Koreksi Pasal 7
PERMEN Nomor 63-m-ind-per-12-2013 Tahun 2013 | Peraturan Menteri Nomor 63-m-ind-per-12-2013 Tahun 2013 tentang PEMBERLAKUAN STANDAR NASIONAL INDONESIA (SNI) ASAM SULFAT TEKNIS SECARA WAJIB
Teks Saat Ini
(1) Pemberian Pertimbangan Teknis sebagaimana dimaksud dalam Pasal 6 ayat (2) dilakukan berdasarkan permohonan perusahaan/lembaga industri.
(2) Permohonan sebagaimana dimaksud pada ayat (1) harus dilengkapi dengan Surat Pernyataan bermeterai cukup yang menyatakan bahwa produk yang diimpor merupakan contoh uji penelitian dan pengembangan atau dalam rangka penerbitan SPPT SNI sebagaimana dimaksud dalam Pasal 6 ayat (1) disertai dengan bukti yang dapat dipertanggungjawabkan dan dokumen perizinan perusahaan pemohon serta informasi volume produk yang akan diimpor.
(3) Direktorat Jenderal Pembina Industri dapat berkoodinasi dengan lembaga terkait Dalam membuktikan kebenaran atas keseluruhan dokumen persyaratan untuk memperoleh Pertimbangan Teknis sebagaimana dimaksud pada ayat (1).

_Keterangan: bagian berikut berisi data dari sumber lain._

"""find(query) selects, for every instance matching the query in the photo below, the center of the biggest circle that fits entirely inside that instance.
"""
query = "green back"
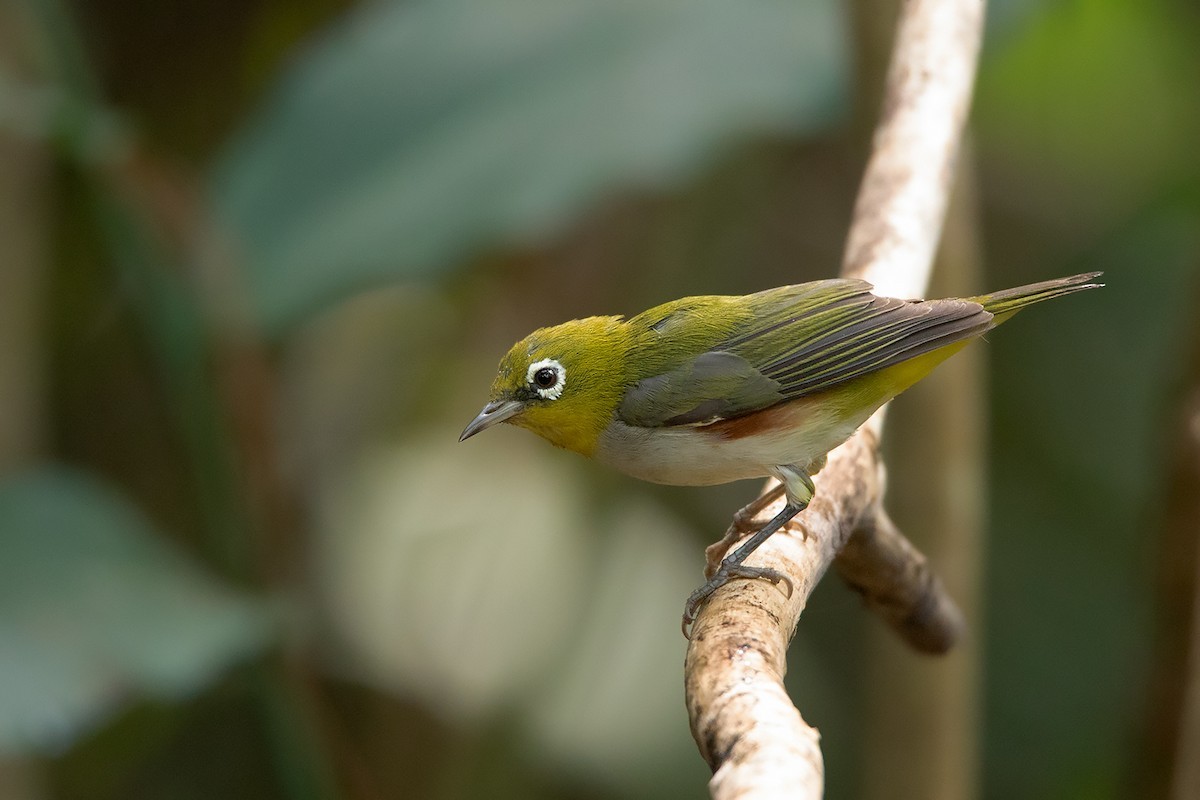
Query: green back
(721, 358)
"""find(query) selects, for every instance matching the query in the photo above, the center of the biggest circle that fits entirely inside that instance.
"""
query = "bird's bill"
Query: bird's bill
(492, 413)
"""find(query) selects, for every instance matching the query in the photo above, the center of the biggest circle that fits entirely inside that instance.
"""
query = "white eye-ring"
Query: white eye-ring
(547, 378)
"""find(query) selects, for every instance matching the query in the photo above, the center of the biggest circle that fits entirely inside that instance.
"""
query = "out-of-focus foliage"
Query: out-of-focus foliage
(415, 133)
(97, 609)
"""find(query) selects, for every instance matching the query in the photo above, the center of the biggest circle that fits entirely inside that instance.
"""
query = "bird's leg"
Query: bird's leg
(738, 529)
(799, 489)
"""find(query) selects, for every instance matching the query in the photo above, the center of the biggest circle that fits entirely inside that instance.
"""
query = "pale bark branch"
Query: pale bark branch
(742, 719)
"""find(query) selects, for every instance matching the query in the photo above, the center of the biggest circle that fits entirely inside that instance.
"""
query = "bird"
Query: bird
(714, 389)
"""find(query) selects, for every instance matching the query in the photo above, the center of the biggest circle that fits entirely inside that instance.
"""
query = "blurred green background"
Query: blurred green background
(258, 260)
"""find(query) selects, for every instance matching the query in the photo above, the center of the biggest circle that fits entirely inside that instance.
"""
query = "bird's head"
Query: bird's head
(563, 383)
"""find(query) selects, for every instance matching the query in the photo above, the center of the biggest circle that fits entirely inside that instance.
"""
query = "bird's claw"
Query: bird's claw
(724, 575)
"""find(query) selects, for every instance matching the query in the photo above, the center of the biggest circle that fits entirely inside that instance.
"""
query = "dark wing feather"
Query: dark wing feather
(880, 334)
(798, 340)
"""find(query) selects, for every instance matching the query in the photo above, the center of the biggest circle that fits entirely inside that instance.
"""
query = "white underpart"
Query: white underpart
(550, 392)
(685, 456)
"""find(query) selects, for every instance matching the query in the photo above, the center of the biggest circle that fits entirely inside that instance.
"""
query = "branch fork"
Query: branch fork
(747, 728)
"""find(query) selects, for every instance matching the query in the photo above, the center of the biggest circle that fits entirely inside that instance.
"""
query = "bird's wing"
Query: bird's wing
(797, 341)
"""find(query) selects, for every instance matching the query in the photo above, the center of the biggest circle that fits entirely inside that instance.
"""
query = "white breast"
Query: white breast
(699, 456)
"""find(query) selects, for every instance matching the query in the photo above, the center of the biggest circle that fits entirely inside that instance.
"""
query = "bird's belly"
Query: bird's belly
(732, 450)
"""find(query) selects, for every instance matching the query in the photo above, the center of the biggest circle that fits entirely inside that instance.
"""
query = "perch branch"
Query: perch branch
(742, 719)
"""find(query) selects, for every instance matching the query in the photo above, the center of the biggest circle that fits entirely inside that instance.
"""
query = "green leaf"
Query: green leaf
(417, 133)
(96, 609)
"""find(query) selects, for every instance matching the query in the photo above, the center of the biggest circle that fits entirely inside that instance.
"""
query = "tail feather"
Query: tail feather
(1008, 301)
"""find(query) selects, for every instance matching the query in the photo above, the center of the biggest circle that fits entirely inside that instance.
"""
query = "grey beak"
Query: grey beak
(492, 413)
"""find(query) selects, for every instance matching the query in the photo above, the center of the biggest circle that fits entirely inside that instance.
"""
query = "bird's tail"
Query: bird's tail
(1008, 301)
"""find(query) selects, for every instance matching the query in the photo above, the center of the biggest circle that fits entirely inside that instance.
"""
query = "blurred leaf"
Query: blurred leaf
(418, 132)
(454, 575)
(95, 609)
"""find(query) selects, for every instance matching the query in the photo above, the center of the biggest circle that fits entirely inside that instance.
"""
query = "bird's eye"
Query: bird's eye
(547, 378)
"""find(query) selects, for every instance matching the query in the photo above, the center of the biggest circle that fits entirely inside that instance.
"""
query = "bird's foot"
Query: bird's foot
(723, 575)
(744, 523)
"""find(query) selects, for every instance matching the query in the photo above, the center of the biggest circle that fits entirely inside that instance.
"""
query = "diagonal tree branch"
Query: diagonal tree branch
(742, 719)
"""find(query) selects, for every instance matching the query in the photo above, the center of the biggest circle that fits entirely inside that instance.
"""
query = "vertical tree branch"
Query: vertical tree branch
(921, 734)
(747, 728)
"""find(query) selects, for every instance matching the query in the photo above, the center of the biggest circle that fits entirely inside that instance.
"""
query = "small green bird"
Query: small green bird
(717, 389)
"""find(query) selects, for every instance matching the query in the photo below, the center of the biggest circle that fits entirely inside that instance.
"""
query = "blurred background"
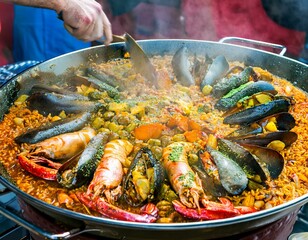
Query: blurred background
(31, 35)
(36, 34)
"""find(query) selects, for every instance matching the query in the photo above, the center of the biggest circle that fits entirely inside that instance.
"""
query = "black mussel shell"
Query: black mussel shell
(271, 160)
(258, 112)
(264, 139)
(143, 160)
(231, 175)
(284, 121)
(243, 158)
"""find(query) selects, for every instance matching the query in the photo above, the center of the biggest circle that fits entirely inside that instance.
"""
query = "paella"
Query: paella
(209, 139)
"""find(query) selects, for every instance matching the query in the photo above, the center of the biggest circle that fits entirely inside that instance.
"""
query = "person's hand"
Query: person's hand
(86, 20)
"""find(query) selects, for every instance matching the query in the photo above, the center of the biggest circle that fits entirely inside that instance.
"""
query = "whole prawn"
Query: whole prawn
(63, 146)
(107, 182)
(38, 159)
(182, 178)
(109, 173)
(188, 186)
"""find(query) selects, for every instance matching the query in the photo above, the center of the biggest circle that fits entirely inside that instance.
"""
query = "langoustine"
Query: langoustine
(105, 187)
(61, 147)
(189, 188)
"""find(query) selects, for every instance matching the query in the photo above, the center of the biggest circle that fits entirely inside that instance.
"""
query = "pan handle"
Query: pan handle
(257, 43)
(16, 217)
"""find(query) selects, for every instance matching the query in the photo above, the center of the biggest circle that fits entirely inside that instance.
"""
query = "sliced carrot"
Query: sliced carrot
(148, 131)
(194, 125)
(193, 135)
(179, 121)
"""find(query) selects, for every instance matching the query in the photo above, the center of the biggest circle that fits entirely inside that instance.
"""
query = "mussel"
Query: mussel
(217, 70)
(270, 160)
(231, 98)
(51, 129)
(283, 121)
(144, 178)
(258, 112)
(243, 158)
(181, 67)
(264, 139)
(231, 175)
(53, 103)
(79, 169)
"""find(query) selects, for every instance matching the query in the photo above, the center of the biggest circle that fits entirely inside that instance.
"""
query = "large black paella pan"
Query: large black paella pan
(64, 67)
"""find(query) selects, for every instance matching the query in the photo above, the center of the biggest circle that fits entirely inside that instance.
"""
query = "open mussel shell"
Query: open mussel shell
(79, 169)
(258, 112)
(283, 121)
(144, 179)
(231, 175)
(209, 185)
(243, 158)
(270, 160)
(253, 100)
(264, 139)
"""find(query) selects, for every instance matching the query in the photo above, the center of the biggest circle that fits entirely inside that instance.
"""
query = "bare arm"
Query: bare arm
(84, 19)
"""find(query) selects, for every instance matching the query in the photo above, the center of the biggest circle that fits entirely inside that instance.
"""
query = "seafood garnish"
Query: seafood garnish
(230, 99)
(243, 158)
(187, 184)
(109, 172)
(80, 169)
(258, 112)
(231, 175)
(144, 178)
(52, 129)
(283, 121)
(270, 160)
(226, 84)
(264, 139)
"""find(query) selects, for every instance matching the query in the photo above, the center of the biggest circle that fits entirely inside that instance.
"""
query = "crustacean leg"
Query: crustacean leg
(148, 213)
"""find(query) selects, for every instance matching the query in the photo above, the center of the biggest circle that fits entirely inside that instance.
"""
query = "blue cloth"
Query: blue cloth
(39, 35)
(10, 70)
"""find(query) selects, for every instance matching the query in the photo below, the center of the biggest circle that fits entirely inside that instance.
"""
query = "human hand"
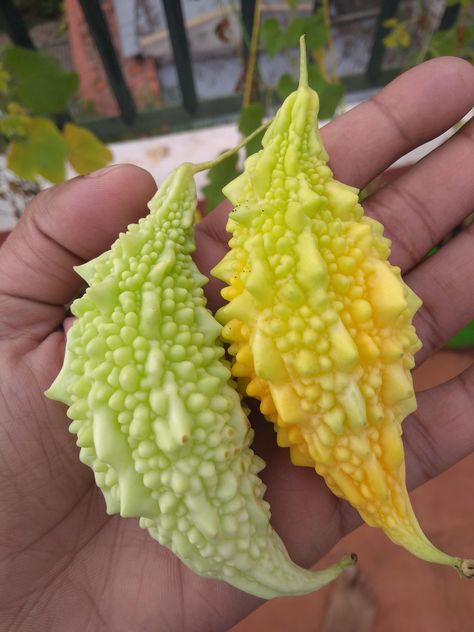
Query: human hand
(65, 564)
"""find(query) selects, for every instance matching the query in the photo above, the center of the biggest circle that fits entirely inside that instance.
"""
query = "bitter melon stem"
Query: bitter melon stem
(202, 166)
(303, 83)
(466, 568)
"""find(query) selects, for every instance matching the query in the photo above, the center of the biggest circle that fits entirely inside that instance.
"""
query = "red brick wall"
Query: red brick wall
(140, 73)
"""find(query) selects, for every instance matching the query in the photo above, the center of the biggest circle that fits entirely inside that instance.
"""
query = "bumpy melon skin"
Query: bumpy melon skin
(155, 414)
(319, 323)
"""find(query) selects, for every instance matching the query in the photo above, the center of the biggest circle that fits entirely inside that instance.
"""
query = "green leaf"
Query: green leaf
(251, 118)
(443, 43)
(86, 152)
(464, 338)
(14, 125)
(271, 34)
(38, 81)
(4, 78)
(42, 153)
(286, 85)
(218, 176)
(330, 94)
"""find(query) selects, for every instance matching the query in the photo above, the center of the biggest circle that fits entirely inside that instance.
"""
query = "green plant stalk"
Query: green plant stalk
(251, 61)
(202, 166)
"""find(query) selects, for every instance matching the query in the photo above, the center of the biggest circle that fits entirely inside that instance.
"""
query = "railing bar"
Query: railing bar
(387, 10)
(247, 12)
(103, 41)
(449, 17)
(15, 25)
(181, 53)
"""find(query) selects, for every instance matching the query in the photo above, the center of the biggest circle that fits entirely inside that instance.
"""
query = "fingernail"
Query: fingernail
(102, 172)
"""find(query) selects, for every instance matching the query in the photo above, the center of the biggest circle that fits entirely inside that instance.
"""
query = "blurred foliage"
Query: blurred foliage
(32, 86)
(422, 40)
(37, 11)
(274, 39)
(417, 35)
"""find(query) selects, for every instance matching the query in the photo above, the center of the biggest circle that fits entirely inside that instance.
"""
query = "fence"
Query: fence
(191, 111)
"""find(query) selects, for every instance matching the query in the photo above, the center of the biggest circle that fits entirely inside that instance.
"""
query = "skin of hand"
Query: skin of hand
(65, 564)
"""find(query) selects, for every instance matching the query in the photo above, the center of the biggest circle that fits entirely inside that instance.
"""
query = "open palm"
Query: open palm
(65, 564)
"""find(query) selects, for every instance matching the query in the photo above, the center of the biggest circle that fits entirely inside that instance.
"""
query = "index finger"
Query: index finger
(416, 107)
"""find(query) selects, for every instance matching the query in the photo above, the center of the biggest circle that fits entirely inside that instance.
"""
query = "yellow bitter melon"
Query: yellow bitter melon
(319, 323)
(154, 410)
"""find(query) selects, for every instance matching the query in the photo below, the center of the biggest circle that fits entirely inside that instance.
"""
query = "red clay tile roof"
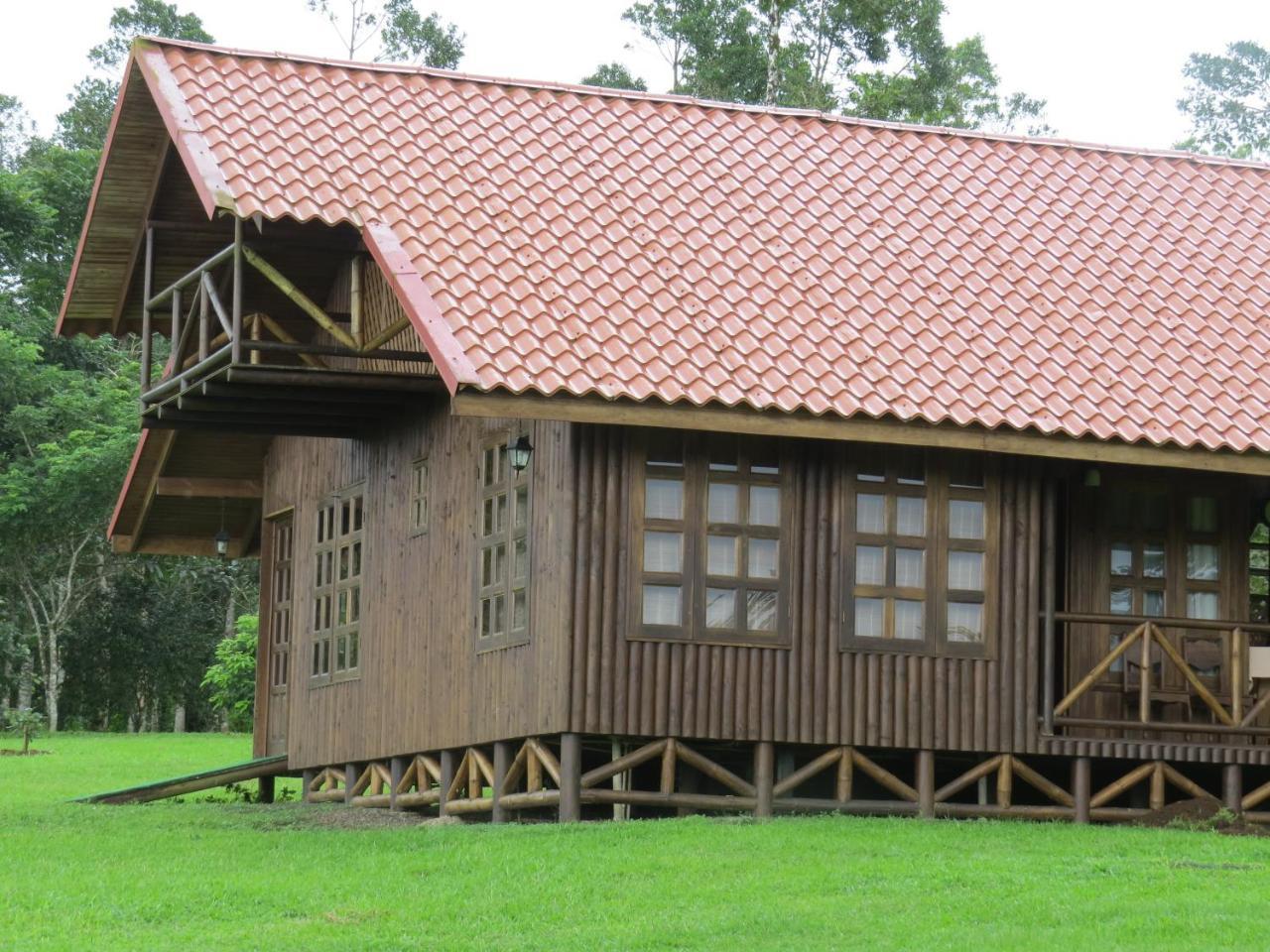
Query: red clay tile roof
(656, 248)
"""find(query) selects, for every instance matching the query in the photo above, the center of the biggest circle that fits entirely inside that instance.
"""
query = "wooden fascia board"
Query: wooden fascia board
(862, 430)
(208, 488)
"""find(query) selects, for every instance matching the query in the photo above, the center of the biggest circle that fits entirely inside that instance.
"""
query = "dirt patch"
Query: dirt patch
(1203, 814)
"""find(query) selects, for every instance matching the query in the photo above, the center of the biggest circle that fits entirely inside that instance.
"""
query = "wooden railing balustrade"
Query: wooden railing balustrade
(1144, 635)
(225, 333)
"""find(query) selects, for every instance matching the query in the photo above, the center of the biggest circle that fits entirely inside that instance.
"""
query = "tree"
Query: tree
(615, 76)
(85, 123)
(403, 33)
(830, 55)
(231, 680)
(1228, 102)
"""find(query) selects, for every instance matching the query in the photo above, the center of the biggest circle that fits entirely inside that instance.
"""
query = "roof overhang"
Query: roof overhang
(721, 419)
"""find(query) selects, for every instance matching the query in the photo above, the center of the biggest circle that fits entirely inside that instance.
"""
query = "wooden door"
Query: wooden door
(280, 622)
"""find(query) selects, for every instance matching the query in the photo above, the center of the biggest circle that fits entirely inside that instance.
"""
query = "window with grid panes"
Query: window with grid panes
(710, 561)
(503, 551)
(420, 497)
(280, 602)
(920, 551)
(338, 587)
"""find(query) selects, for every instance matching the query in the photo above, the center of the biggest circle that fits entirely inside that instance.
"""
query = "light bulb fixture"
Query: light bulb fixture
(222, 537)
(520, 453)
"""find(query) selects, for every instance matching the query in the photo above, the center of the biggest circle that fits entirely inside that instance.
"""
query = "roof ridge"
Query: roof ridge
(1173, 155)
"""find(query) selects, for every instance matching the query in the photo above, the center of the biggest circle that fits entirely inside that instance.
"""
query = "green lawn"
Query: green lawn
(200, 875)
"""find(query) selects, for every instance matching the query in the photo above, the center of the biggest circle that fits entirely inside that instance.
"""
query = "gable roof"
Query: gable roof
(568, 240)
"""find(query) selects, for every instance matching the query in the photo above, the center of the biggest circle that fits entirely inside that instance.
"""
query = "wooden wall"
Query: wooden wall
(811, 692)
(422, 683)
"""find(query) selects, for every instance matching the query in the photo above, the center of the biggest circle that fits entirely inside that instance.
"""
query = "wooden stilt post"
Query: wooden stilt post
(398, 767)
(1005, 782)
(765, 767)
(1080, 788)
(447, 777)
(1051, 569)
(926, 783)
(1232, 787)
(1157, 787)
(571, 777)
(502, 761)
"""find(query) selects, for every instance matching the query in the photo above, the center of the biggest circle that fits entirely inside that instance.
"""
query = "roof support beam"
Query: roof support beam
(208, 488)
(627, 413)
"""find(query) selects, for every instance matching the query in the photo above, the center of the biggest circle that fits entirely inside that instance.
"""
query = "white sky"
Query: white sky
(1110, 68)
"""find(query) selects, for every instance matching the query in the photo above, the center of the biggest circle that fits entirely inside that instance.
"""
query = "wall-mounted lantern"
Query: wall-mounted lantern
(520, 453)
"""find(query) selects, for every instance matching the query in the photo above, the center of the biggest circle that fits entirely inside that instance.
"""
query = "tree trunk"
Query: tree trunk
(26, 682)
(774, 51)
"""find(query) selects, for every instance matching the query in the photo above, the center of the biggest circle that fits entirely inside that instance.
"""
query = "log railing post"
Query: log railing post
(1080, 788)
(571, 777)
(765, 767)
(1051, 569)
(236, 307)
(502, 761)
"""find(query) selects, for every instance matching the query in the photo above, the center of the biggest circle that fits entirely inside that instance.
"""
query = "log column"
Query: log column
(447, 777)
(765, 763)
(502, 761)
(397, 771)
(349, 780)
(1080, 788)
(1232, 787)
(571, 777)
(926, 783)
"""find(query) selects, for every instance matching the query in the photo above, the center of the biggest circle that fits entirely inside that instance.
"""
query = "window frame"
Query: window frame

(4) Surat Pertimbangan Teknis sebagaimana dimaksud pada ayat (1) sekurang-kurangnya memuat informasi sebagai berikut:
a. identitas perusahaan;
b. kegunaan;
c. kapasitas dan rencana produksi perusahaan;
d. volume impor; dan
e. spesifikasi produk.
(5) Dalam menerbitkan Surat Pertimbangan Teknis sebagaimana dimaksud pada ayat (1) Direktur Jenderal Pembina Industri dapat melimpahkan kewenangan penerbitan dimaksud pada Direktur Pembina Industri.
(6) Ketentuan dan persyaratan pemberian Surat Pertimbangan Teknis sebagaimana dimaksud pada ayat (3) diatur lebih lanjut dalam Peraturan Direktur Jenderal Pembina Industri.